Monday, 29 November 2010
This trend of young Muslim girls wearing the hijab is disturbing
Anyone walking on the streets of Egypt will notice a phenomenon that wasn't so evident only a year ago: the increasing numbers of little girls (and by "little", I mean as young as eight years old in some cases) wearing headscarves and abayas. While this sight was previously confined to third-class trains and rural areas, it has now become increasingly common in cities and among well-to-do families.
In general, the age at which Muslim girls in Egypt begin to wear the scarf has dropped. Back when I was in high school, very few female students wore headscarves. Today, my younger brother (who is 15) tells me that almost all the girls in his middle school wear a scarf. It hasn't stopped there either, having caught on in primary schools.

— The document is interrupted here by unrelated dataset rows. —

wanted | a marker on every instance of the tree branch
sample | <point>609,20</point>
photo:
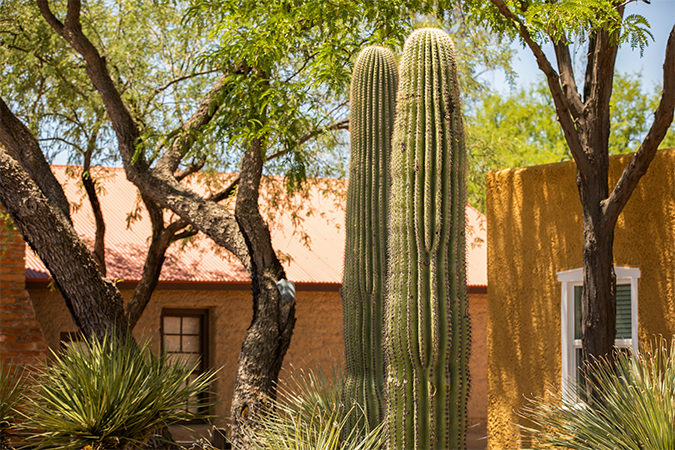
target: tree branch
<point>227,192</point>
<point>341,125</point>
<point>639,164</point>
<point>24,148</point>
<point>559,99</point>
<point>212,219</point>
<point>194,167</point>
<point>182,78</point>
<point>569,85</point>
<point>94,302</point>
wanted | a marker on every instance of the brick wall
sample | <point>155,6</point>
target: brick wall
<point>22,342</point>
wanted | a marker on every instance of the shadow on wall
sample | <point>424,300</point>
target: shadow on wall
<point>534,232</point>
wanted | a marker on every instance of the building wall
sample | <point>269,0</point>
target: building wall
<point>317,338</point>
<point>21,340</point>
<point>535,231</point>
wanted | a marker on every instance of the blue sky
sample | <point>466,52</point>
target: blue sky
<point>661,16</point>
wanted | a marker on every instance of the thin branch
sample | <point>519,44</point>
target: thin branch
<point>569,85</point>
<point>638,166</point>
<point>561,104</point>
<point>341,125</point>
<point>168,163</point>
<point>194,167</point>
<point>184,77</point>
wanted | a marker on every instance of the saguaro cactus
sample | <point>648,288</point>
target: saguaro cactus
<point>373,97</point>
<point>427,326</point>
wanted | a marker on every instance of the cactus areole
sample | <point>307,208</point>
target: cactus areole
<point>427,326</point>
<point>373,97</point>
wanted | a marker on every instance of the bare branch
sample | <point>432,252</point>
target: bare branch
<point>225,193</point>
<point>638,166</point>
<point>24,148</point>
<point>569,85</point>
<point>341,125</point>
<point>169,162</point>
<point>561,104</point>
<point>194,167</point>
<point>159,185</point>
<point>184,77</point>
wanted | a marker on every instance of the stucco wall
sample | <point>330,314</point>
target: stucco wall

The very sight of a little girl in a scarf is both disturbing and confusing. Adult Muslim women are expected to dress modestly so that men outside the family cannot see their bodies. But what is the point of a child or pre-pubescent girl wearing a hijab? It hints at what may be a disturbed (one is tempted to say diseased) concept of sexuality in the mind of the father who thinks his little girl should be covered up. What exactly is tempting about the body of an eight-year-old that needs to be covered?
Some suggest that I am overanalysing, and that the reason parents like their little girls to don the scarf is simply so they can "get used to doing the right thing from a young age". They compare it to how Muslim parents teach their children to fast until noon during Ramadan so that when they are older it won't be so hard to fast until sunset, or how fathers take their kids to the mosque on Fridays to get them used to it. We all know how hard it is to kick habits we were taught in early childhood. Getting a little girl "used to" the hijab effectively obliterates the "free choice" element by the time the girl is old enough to think.
The hijab is aggressively marketed as the proper attire for a respectable woman. That isn't new. What is new is that now even children are targets of this marketing. One need look no further than Fulla, the Middle Eastern version of Barbie, designed to suit Muslim values. When I recently stepped into a Toys R Us store in Cairo, it was quite shocking to see a Fulla doll clad in a headscarf and a full length abaya, the box proudly proclaiming "Fulla in her outdoor clothes", in effect telling little girls that there is only one proper way to dress outside the house.
Many defenders of the hijab point to the influence of "decadent western culture", endlessly criticising how western TV sexualises and objectifies women, though they fail to understand that they are doing they exact same thing to little girls when they constantly promote the hijab. If it is so important to cover up, there must be something worth covering up and hiding from men. Inevitably, little girls are taught to view themselves as sexual objects that must be covered up from an early age – and it is this culture permeating the minds of our younger generations.
To make matters worse, what about the brothers of these girls? Will they not grow up with the same mentality? If they see that their sisters have to be covered up from a very early age to avoid being exposed in front of men, it is only natural that they grow up with the concept that women have to be covered, controlled and restricted.
I once heard the naive suggestion that dressing your daughter modestly would ward off paedophiles. On the streets, though, it seems more likely that it will simply lead to increased harassment. A 12-year-old in a scarf could pass for 16 to the casual observer, making her "woman" enough to be harassed.
On a more sentimental level, making a little girl wear a headscarf deprives her of her childhood. While other girls will be doing their hair or playing with Barbie or wearing cute dresses, she'll be doing what grown-ups do – wearing a headscarf and full length abaya.
Her parents will defend her right to wear it, saying that the girl chose it herself because some of her friends were doing it and she wanted to fit in, or to be grown up like mummy, much in the same way as a boy asks his father for a cigarette so he can be like daddy. But parents usually know better in the latter case.
Finally, I am sure that when this article is translated into Arabic and posted on Egyptian websites, the usual flood of comments will ensue; how I am anti-hijab, how I want to strip Egyptian and Muslim women of their modesty, how I want Muslim women to "walk around naked like western women", and so on. I tell them my view on the hijab is irrelevant. The issue at hand is: what exactly is the point of imposing a scarf on a little girl, and why is it becoming more common?